I think I was perusing an issue of Pen World or even Levenger's site when I stumbled upon a newer release from their line, the True Writer Element edition. It intrigued me and stood out as a pen I wanted to review at some point, and oddly enough the folks over at Levenger reached out and asked if I might be interested in reviewing a pen.
Of course, I picked the Element... Thanks to Levenger for sending this my way.
The first thing that stands out to me about the Element is the texture on the shiny metal barrel. There is a design either etched, engraved, or stamped during production that spans both the barrel and cap which makes it look almost braided. If the pen had just a smooth metal barrel, I think it would look like just "any other pen" of its kind, but the texture really makes it stand out. I find it to be a handsome looking pen.
Being mostly metal, the pen has a good weight and heft, but not what I would consider to be overly heavy. The pen can be written with while posted which I wouldn't necessarily think of as annoying, but I do find that taking the cap off balances things considerably. To some people, posting is a really big deal.
The section is made from a black plastic or acrylic and transitions at a gentle taper towards the nib. No dramatic drop offs and the move from the threads to the grip isn't uncomfortable.
Lets talk about the threads; I love the threads. I've seen threads like these on some other pens, but this is the first pen to come into my possession with them. I refer to them as "chunky" threads. What I mean be chunky is that they are wide and there are only a few of them. Most pens employ really tight threads, but I dig the look of this. Seems such a silly thing to grab my attention, but I do like it. I've mainly seen it on Visconti and Montegrappa pens.

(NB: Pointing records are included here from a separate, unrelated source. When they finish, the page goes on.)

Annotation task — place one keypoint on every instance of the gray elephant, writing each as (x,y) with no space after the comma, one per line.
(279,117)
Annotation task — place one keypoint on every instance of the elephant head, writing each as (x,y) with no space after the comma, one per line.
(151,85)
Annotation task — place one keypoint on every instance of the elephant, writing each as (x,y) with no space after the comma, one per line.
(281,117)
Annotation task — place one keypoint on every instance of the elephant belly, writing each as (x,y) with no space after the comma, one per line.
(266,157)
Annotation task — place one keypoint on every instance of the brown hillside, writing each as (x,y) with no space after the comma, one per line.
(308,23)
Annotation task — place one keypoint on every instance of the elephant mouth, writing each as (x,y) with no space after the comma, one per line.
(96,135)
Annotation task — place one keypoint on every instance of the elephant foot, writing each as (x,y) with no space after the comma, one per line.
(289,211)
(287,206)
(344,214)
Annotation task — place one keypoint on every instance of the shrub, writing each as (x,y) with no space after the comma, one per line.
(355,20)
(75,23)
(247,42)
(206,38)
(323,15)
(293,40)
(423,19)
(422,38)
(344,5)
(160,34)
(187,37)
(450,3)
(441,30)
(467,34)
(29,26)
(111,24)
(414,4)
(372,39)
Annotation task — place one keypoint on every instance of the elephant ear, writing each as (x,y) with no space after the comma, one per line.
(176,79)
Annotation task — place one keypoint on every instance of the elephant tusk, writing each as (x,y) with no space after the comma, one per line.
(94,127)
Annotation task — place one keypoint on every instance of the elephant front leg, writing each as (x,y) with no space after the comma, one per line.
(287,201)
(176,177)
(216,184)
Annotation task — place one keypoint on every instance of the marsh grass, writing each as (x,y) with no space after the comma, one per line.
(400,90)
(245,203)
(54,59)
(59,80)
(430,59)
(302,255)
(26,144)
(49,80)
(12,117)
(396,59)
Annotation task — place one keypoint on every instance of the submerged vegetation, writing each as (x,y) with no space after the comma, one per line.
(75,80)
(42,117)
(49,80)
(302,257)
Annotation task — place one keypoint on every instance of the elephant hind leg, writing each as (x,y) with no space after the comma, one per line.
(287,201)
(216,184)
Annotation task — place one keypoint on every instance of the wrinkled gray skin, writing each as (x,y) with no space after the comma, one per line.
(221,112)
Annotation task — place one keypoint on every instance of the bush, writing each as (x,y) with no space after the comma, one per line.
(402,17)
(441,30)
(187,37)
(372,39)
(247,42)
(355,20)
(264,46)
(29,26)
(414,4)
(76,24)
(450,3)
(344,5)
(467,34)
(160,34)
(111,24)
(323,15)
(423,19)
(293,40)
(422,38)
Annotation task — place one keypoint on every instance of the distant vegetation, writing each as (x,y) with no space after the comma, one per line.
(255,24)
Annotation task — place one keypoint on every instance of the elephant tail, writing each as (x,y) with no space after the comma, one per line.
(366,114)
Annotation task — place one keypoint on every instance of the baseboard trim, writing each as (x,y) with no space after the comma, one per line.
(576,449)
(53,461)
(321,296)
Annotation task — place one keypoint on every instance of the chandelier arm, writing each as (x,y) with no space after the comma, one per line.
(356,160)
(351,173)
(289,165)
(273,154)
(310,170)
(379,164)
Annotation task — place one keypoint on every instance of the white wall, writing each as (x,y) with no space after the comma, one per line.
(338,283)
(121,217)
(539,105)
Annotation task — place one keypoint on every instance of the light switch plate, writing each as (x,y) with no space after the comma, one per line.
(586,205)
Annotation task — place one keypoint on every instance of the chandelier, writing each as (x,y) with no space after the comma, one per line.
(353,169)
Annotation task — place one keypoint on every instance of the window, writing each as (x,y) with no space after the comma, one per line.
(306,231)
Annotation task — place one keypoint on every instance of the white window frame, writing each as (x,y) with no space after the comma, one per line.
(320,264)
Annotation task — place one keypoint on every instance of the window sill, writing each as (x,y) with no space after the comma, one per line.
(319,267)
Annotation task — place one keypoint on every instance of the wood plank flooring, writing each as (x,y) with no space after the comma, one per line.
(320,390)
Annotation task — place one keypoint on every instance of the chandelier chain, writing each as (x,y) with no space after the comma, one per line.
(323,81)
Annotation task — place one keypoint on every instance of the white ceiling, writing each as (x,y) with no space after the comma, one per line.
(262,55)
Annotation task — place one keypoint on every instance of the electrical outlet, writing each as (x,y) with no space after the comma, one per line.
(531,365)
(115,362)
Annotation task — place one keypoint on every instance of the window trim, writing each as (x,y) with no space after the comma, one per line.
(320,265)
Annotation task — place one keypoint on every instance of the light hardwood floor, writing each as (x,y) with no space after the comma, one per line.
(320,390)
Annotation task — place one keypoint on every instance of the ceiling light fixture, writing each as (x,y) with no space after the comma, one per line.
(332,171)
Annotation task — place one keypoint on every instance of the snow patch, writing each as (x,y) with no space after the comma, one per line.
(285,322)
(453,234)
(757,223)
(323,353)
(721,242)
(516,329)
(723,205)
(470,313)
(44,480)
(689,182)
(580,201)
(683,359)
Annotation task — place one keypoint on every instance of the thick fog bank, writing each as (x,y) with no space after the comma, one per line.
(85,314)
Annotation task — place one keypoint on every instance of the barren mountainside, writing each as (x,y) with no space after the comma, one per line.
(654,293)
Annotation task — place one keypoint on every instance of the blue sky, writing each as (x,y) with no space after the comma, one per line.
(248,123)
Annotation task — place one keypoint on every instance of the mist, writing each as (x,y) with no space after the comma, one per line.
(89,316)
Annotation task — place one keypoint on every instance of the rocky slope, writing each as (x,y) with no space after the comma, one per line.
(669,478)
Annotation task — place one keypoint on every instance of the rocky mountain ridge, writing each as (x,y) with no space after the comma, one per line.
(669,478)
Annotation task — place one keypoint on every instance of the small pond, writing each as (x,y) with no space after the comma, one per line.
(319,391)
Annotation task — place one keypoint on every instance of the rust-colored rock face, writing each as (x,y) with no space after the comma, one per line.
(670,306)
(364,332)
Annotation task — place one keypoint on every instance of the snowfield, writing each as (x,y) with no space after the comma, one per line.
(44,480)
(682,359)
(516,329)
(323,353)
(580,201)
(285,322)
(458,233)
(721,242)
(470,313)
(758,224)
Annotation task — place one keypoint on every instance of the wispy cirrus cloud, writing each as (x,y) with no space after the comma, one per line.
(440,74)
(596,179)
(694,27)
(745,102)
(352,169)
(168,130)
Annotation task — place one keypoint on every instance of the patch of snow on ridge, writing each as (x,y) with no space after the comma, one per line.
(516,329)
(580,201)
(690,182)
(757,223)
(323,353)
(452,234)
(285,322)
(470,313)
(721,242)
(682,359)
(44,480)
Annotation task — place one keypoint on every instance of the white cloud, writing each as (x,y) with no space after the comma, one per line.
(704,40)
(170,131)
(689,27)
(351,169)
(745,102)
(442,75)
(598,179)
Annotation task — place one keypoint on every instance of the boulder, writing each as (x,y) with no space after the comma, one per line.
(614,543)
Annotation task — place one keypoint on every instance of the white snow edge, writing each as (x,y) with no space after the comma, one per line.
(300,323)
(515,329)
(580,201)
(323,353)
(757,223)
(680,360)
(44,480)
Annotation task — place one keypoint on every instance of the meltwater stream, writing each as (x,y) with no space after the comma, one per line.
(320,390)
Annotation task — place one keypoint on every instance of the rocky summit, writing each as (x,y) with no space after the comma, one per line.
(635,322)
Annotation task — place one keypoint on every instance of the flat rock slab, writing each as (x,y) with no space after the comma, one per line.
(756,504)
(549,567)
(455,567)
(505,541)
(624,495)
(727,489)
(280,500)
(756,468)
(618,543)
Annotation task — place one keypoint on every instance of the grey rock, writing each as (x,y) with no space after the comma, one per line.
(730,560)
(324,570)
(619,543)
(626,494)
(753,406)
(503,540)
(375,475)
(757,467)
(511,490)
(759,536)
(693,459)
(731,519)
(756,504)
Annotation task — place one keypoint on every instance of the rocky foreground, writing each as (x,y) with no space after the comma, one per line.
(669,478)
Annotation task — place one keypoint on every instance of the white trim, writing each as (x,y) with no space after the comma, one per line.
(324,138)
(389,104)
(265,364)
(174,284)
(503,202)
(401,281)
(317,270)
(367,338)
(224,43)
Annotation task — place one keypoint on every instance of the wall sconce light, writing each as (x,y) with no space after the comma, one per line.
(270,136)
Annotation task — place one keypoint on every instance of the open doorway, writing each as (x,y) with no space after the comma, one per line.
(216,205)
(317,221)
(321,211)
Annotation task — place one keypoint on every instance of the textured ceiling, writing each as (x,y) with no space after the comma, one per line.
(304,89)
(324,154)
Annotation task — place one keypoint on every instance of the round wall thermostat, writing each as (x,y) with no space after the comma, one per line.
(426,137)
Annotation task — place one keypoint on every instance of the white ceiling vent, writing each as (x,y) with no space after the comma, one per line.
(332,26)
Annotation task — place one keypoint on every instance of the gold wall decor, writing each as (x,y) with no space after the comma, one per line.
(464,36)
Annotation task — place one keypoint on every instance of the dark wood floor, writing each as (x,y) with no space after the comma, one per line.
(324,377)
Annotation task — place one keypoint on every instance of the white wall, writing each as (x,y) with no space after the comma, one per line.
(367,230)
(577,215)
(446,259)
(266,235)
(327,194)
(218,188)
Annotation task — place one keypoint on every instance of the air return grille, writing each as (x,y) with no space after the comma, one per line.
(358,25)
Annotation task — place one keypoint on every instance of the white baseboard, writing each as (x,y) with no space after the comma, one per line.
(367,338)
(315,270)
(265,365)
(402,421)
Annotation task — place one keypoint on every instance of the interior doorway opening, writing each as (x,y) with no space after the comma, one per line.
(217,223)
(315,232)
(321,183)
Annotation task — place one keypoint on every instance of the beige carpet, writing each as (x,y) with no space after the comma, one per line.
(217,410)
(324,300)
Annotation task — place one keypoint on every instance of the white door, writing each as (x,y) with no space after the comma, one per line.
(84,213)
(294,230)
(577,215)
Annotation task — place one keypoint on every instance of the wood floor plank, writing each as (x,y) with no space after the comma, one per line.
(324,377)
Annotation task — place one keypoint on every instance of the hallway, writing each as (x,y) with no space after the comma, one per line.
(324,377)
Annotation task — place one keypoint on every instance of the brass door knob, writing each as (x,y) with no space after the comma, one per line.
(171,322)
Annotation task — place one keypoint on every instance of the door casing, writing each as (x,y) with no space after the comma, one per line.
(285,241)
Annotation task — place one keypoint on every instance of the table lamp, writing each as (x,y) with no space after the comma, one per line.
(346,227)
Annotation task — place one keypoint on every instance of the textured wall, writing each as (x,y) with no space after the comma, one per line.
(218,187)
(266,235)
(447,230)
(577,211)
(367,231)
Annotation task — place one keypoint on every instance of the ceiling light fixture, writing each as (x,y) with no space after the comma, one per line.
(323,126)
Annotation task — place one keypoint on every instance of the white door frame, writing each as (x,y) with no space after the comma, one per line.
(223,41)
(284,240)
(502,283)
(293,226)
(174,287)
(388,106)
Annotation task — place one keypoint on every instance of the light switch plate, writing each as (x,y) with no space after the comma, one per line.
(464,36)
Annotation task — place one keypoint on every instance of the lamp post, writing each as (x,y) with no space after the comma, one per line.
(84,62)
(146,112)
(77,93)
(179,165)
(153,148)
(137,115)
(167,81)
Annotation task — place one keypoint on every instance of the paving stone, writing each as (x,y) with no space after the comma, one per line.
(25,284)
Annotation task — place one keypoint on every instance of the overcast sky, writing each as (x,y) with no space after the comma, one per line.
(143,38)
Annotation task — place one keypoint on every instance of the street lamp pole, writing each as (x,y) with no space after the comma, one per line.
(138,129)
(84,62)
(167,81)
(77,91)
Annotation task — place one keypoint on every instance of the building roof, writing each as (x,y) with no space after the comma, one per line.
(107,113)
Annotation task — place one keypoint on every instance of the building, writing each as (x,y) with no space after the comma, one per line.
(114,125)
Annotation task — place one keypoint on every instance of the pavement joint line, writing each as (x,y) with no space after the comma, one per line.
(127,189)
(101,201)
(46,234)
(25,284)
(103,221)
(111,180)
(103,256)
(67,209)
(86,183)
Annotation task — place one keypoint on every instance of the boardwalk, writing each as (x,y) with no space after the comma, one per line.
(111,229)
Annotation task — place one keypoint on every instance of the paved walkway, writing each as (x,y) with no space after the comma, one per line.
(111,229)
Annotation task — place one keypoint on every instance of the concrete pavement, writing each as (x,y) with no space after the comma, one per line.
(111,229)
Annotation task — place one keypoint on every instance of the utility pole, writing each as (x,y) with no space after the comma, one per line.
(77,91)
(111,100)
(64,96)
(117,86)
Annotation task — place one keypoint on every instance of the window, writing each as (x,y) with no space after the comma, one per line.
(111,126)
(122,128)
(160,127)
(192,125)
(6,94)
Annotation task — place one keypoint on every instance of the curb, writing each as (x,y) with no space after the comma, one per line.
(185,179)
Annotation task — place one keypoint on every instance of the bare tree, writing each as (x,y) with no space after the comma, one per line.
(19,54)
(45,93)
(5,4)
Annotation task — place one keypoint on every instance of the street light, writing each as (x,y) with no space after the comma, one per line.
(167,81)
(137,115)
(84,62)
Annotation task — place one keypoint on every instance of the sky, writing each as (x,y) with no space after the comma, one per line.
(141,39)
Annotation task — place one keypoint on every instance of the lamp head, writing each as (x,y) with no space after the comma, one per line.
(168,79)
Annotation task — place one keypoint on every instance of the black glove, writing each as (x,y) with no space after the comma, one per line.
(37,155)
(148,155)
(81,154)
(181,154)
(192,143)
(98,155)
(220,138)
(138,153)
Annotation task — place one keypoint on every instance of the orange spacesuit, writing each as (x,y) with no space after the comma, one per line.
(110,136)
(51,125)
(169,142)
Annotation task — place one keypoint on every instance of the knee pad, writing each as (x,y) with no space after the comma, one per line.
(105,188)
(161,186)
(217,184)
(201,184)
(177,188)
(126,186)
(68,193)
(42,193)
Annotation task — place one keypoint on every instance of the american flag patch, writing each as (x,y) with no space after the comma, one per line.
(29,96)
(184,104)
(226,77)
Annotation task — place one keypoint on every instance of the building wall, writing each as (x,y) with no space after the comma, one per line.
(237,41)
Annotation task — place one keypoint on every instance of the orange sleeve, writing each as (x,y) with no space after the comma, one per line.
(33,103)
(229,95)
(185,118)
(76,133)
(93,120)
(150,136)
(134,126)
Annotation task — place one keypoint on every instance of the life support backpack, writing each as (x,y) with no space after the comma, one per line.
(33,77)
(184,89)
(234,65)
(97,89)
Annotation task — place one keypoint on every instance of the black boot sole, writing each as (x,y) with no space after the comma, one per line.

The True Writer is a cartridge/converter filling system and they send one of the really nice international converters with the pen. I like that. When a seemingly nice pen gets a cheap-o converter it kind of irritates me. So, kudos to Levenger.
I filled the pen with Noodler's 54th Massachusetts (which these pics don't seem to do justice) as it is a great blue black (sort of in my opinion...color wise) and has nice shading with larger nibs. I requested a broad on this one as I've been getting further into enjoying the way the ink looks on the page. Broads and stubs create such a different dimension with the inks and are a lot of fun to write with.
The writing sample is written on a Rhodia dotPad which is definitely one of my day-to-day papers of choice specifically for fountain pen use.
The nib... (sigh) When it writes it does pretty good, but it has a lot of feedback which makes the experience fairly dry and scratchy. I do like some feedback on my nibs, but this one is a little much. The nib is also plagued with some slow starting which frustrates longer writing stints. Even in 5 second intervals at writing vertical lines, the nib behaves pretty poorly. I believe Brad Dowdy swapped in a TWSBI nib to his as they are an exact match, but I'll try it out and see. I really like the pen design and barrel, but the nib makes things a bit tough.
Overall, I think the True Writer Element is a solid pen. Classy design, good weight and feel, and when it writes on good stints it is ok. If I can get some better flow through a different nib, I'd imagine this one could see the rotation frequently.